Am 18 August 2021 hätten sie sich zum militärischen Teil des Flughafens Kabul aufgemacht. Ein Teil der Beschäftigten hätte sofort beschlossen zurückzukehren, weil sie die Sicherheitslage vor dem Tor des Flughafens für ihre Familien als zu gefährlich einschätzen. Sie dagegen, ohne Familie, habe beschlossen, dort zu warten, berichtete die Zeugin. Dabei habe sie beobachtet, wie verschiedene Nationen ihre Mitarbeiter in der Stadt abholten und evakuierten. Die Afghanistan-Mission der Vereinten Nationen, UNAMA, habe dabei unterstützt.
Gegen Mitternacht habe sie auf das Flughafengelände gelangen können, berichtete die ehemalige KfW-Mitarbeiterin. Dort habe sie zwei getötete Frauen gesehen. Sie glaube, sie seien von den US-Soldaten erschossen worden, weil diese sie für Selbstmordattentäterinnen gehalten hätten.
Die Zeugin berichtete dem Untersuchungsausschuss, dass sie vier Tage auf dem Flughafen verbracht habe. In dieser Zeit habe sie versucht, ihren Kollegen und Kolleginnen und deren Familien zu helfen, ebenfalls auf das Flughafengelände zu gelangen. Sie habe keine deutsche Soldaten gesehen. Sie habe Szenen erlebt, die man sonst nur aus Kriegsfilmen kenne. Schließlich sei sie über Taschkent in Usbekistan nach Deutschland gebracht worden, sagte die Zeugin.

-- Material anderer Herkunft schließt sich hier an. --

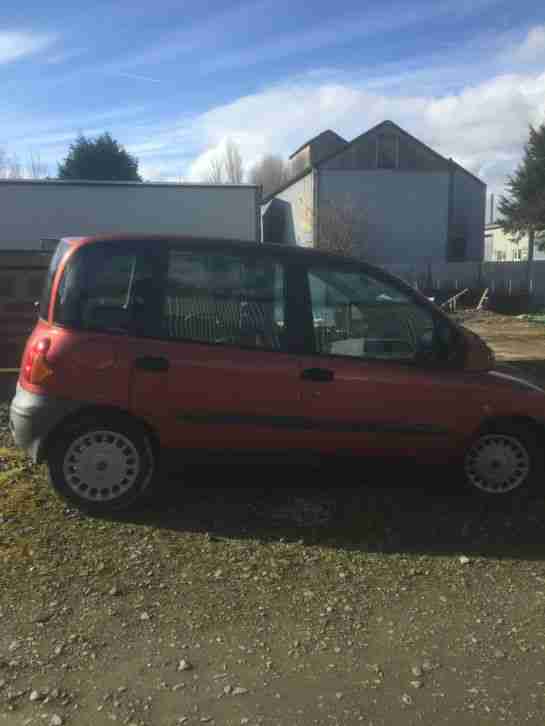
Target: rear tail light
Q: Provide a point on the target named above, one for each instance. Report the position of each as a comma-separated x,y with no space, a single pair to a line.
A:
35,367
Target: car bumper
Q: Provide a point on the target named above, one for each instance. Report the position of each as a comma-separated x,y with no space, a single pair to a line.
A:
32,418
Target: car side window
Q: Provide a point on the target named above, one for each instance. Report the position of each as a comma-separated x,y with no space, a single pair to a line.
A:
357,315
224,298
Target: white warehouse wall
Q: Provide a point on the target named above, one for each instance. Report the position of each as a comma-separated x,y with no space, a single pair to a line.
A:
30,211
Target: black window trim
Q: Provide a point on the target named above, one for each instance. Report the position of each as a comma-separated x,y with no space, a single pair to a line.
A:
382,276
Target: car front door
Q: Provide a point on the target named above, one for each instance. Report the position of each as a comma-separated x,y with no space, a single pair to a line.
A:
215,368
376,382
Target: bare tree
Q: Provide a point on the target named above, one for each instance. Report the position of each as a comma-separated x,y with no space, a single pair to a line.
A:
37,169
10,166
271,173
234,170
342,229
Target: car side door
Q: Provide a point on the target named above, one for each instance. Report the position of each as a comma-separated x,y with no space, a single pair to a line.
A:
217,369
378,380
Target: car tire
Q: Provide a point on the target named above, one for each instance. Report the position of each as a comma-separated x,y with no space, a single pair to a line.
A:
101,464
504,460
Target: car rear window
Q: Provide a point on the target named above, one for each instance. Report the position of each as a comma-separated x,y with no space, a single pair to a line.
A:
53,267
95,290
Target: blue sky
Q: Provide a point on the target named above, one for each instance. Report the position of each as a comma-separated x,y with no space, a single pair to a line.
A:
173,80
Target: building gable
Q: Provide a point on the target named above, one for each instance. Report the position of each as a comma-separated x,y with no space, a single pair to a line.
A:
386,146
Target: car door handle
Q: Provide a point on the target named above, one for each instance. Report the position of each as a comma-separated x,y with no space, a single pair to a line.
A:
156,364
320,375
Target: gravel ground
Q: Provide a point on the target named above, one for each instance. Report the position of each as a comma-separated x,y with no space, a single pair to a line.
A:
397,599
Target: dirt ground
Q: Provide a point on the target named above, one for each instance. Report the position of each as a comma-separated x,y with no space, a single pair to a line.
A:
349,595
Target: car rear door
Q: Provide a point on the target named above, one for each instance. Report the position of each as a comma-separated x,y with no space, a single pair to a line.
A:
214,365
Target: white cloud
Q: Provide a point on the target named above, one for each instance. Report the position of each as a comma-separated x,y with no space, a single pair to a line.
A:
16,45
483,127
532,49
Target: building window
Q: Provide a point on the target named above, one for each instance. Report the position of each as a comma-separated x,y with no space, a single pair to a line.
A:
488,247
457,249
387,151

Die ehemalige Ortskraft sagte, dass alle Versuche gescheitert seien, nach ihrer Ausreise nach Deutschland von ihrem Vorgesetzten Unterstützung zu bekommen. Als sie hörte, dass die Taliban mehrfach die Wohnung ihrer Eltern in Afghanistan aufgesucht und nach ihr gefragt hätten, habe sie ihren Vorgesetzten um Hilfe gebeten. Daraufhin habe dieser geantwortet, dass den Eltern in Kabul durch die Risk Management Office (RMO) geholfen werde - eine Organisation, die für deutsche Entwicklungshilfeorganisationen zuständig sei. Doch habe sie dann in Telefongesprächen erfahren müssen, dass weder ihrer Familie noch anderen Ortskräften geholfen worden sei. Ihr Vorgesetzter habe aufgehört auf ihre Hilferufe zu antworten, beklagte sich die Zeugin. Sie bereue, dass sie drei Jahre für diese Organisation gearbeitet habe.
Die ehemalige Mitarbeiterin der KfW kam auch auf die Lage geflüchteter Ortskräften in Deutschland zu sprechen. Das größte Problem sei, dass viele von ihnen ihre Familienangehörigen nicht aus Afghanistan nach Deutschland holen könnten. Vor allem allein lebende Frauen würden auf enorme Schwierigkeiten stoßen.
Die Sitzung wurde nach dem Bericht der ehemaligen Ortskraft unterbrochen. Im weiteren Verlauf der Sitzung werden die Abgeordneten die Zeugin befragen. Später wird als Zeuge ein Mitarbeiter von Caritas International, das Not- und Katastrophenhilfswerk des Deutschen Caritasverbandes, erwartet.